Displaced Domesticity by Farid Karim
Exhibition
How does one remember a city?
How does a city remember you?
What happens to those memories if that city is dragged through the epicentre of a civil war?
Halab (translated to Aleppo), is the oldest continuously inhabited city in the world and has historically been one of the most vibrant social and economic merchant cities in the world.
However the past five years of ongoing civil war have resulted in both memory being destroyed and destruction being remembered. Unprecedented accessibility to the internet, has resulted in an indiscriminate flurry of data digitally archiving events, objects and spaces of military, historical and personal significance. Consequently generating a sensorial taxonomy of textures, aromas and sounds; Aleppean domesticity is slowly being remembered.

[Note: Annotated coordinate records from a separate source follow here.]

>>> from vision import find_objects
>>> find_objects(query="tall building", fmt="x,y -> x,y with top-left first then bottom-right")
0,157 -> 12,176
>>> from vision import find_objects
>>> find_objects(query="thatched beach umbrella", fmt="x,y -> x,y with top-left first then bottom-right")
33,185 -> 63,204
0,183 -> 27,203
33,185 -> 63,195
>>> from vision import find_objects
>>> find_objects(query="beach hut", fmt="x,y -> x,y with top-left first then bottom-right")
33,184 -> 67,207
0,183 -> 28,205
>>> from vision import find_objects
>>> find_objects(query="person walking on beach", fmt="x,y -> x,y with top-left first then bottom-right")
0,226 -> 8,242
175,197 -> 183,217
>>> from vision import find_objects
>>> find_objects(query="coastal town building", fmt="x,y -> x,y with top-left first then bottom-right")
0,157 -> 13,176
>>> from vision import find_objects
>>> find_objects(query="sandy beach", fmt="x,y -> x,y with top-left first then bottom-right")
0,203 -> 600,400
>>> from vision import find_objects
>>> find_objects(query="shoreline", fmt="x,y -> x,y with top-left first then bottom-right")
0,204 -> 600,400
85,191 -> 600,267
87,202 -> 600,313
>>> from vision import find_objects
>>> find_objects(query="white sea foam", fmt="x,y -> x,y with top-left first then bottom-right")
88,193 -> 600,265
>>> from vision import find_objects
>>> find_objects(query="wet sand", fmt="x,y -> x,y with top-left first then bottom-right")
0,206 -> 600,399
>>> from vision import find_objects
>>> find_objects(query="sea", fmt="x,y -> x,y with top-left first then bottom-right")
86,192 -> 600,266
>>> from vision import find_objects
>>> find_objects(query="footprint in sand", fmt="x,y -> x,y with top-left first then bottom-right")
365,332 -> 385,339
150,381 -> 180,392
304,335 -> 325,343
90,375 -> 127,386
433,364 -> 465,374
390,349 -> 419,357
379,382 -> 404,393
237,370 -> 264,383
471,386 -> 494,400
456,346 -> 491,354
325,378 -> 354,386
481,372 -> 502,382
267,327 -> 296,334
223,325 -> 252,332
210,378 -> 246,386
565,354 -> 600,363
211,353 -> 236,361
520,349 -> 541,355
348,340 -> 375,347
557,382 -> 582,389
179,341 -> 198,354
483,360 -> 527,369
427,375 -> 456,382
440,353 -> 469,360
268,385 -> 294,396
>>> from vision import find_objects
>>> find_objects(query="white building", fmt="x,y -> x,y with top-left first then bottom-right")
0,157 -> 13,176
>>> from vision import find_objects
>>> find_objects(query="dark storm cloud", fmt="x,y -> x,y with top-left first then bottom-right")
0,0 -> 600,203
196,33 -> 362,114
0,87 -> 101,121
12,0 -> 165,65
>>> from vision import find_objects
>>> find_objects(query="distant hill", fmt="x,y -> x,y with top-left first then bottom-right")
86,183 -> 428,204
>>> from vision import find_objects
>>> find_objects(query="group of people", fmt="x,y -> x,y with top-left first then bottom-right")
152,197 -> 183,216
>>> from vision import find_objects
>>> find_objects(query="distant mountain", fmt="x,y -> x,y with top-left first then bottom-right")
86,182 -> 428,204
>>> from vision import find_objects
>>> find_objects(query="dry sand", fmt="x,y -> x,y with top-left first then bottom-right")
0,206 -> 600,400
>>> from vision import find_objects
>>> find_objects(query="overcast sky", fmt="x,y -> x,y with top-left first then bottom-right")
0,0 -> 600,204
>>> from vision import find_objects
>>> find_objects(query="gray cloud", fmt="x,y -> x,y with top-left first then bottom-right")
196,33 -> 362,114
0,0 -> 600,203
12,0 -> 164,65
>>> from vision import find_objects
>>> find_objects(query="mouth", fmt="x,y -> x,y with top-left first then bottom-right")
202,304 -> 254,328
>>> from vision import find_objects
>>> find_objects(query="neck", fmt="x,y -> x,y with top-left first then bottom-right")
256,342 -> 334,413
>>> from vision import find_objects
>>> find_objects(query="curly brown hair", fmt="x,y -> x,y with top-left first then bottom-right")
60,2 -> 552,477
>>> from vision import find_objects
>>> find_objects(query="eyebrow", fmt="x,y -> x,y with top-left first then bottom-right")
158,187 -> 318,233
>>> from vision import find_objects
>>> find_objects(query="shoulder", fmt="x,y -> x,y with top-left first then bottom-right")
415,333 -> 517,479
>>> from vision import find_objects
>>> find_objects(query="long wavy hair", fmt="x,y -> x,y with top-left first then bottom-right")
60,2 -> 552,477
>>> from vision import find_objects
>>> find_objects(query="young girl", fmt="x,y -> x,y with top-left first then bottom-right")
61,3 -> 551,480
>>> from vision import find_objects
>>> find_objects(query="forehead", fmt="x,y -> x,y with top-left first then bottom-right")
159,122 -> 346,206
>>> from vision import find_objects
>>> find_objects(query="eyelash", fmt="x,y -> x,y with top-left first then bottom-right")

This exhibition unwraps the domestic memories of the artist’s grandparents after relocating from the once merchant metropolis of Aleppo to the Scandinavian suburbs of Sweden. This sensitive threshold between personal and digital memory has become a mediator for reconstruction, not necessarily to resolve but to preserve. Or at the very least, to remember.
About Farid Karim
Farid is a London born Syrian architectural designer, graduating from the University of Greenwich and Royal College of Art.
Farid developed an appreciation for ‘hand on’ disciplines and enjoys applying these processes to projects of various scales, including retail, small scale residential, furniture design and sculpture work. This exhibition is dedicated to his grandparents.